I use any resources I need to tell the story in question.
5. What relationship does your work have with reality? What are your raw materials?
My work lies in the crossover of reality and fiction, so I usually start with real objects and events and then shift them to fictional terrains.
6. What, according to you, is the point of art?
As a spectator I really enjoy seeing art and also reading and listening to stories on work by other artists. In other people’s work I find answers and more questions that complement and join my own doubts. In this respect, for me art helps me grow not only intellectually but also emotionally.
7. How do you hope the public will receive your work? What audience are you aiming at?
I don’t expect people to grasp what I’m trying to say immediately. But I do hope the images I create come back to them later, perhaps when they see another work of art or simply when they’re walking down the street, so they stop and ask themselves why one image makes them think of the other. This is when people start to become actors in the work of art.
8. What qualifications have you got? What do you value most from your time in education?
I graduated in fine art and took a Master’s degree in contemporary art. I studied in different cities and I think the times I’ve spent abroad were key for my later work. Coming to and going from my usual environment made me feel a bit puzzled about myself, as if I were living with someone else I didn’t recognise. This feeling is the engine that drives my work, that feeling of not belonging to the ground you’re walking on.
9. How would you define your current professional situation? And in the future?
My current situation is uncertain. In the future, I’d like to combine my art work with other activities outside art.
10. Many artists say it’s difficult to make a living from their work; how do economic considerations affect you when it comes to work? Do you think this has a bearing on your work?
Obviously, whether or not you can finance a piece of work is important, but I try to move my projects on even if there isn’t enough money.
11. What do you look for or expect from your relationship with promoters and curators?
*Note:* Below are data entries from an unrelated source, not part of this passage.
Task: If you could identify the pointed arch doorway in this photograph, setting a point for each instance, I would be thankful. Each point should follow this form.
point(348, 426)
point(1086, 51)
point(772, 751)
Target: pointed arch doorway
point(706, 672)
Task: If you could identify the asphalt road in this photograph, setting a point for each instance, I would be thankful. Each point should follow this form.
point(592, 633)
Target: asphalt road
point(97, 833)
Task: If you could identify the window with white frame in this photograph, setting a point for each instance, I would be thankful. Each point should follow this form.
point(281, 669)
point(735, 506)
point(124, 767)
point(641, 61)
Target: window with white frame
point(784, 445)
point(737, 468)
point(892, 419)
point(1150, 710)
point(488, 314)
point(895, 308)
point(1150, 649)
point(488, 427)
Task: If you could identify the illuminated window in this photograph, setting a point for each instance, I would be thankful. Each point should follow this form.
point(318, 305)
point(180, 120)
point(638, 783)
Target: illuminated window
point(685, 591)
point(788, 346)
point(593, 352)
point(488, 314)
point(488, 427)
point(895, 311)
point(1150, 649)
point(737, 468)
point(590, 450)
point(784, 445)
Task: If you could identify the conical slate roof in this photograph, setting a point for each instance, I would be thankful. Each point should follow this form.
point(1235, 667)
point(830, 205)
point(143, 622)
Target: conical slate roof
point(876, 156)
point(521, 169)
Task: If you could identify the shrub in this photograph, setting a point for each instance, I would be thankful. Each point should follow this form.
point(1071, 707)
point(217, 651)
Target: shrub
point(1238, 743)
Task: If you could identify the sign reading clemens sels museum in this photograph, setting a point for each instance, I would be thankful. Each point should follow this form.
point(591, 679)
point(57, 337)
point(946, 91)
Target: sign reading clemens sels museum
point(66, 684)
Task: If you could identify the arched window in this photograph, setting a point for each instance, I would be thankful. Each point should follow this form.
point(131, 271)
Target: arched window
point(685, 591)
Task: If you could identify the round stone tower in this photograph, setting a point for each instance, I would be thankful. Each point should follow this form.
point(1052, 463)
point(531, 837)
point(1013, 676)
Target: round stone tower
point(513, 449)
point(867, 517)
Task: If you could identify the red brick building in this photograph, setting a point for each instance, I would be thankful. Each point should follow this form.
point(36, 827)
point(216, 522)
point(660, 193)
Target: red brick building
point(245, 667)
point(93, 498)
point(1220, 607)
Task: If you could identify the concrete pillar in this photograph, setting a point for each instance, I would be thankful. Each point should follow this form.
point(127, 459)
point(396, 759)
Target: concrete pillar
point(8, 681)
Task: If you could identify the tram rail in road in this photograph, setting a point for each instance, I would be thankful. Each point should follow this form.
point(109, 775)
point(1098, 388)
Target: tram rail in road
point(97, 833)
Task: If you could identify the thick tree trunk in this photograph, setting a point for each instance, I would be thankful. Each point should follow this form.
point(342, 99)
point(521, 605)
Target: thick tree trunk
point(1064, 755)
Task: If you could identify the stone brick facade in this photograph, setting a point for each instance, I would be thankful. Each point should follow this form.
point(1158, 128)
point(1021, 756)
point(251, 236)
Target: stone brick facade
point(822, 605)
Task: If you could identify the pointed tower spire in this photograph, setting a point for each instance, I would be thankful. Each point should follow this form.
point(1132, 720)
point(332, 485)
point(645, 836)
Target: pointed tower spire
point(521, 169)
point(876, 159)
What advantages and difficulties have you found with these relationships?
Horizontal dialogue open to collaboration.
I’ve been lucky enough to work with people who are interested in my work and in these cases everything has gone like clockwork. In other cases, they’ve been totally uninterested and more obsessed with quotas than anything else.
12. What do you think sets the arts scene in Madrid apart from elsewhere? What would you say are its pluses and minuses?
It’s a fragmented and somewhat inactive scene. Art should be an excuse for dialogue and debate; but in Madrid people only get together for openings and little else. There’s a need for more individual initiatives – we’re reaching a situation where artists don’t move without institutional support. The good thing about Madrid is that there’s still lots to be done.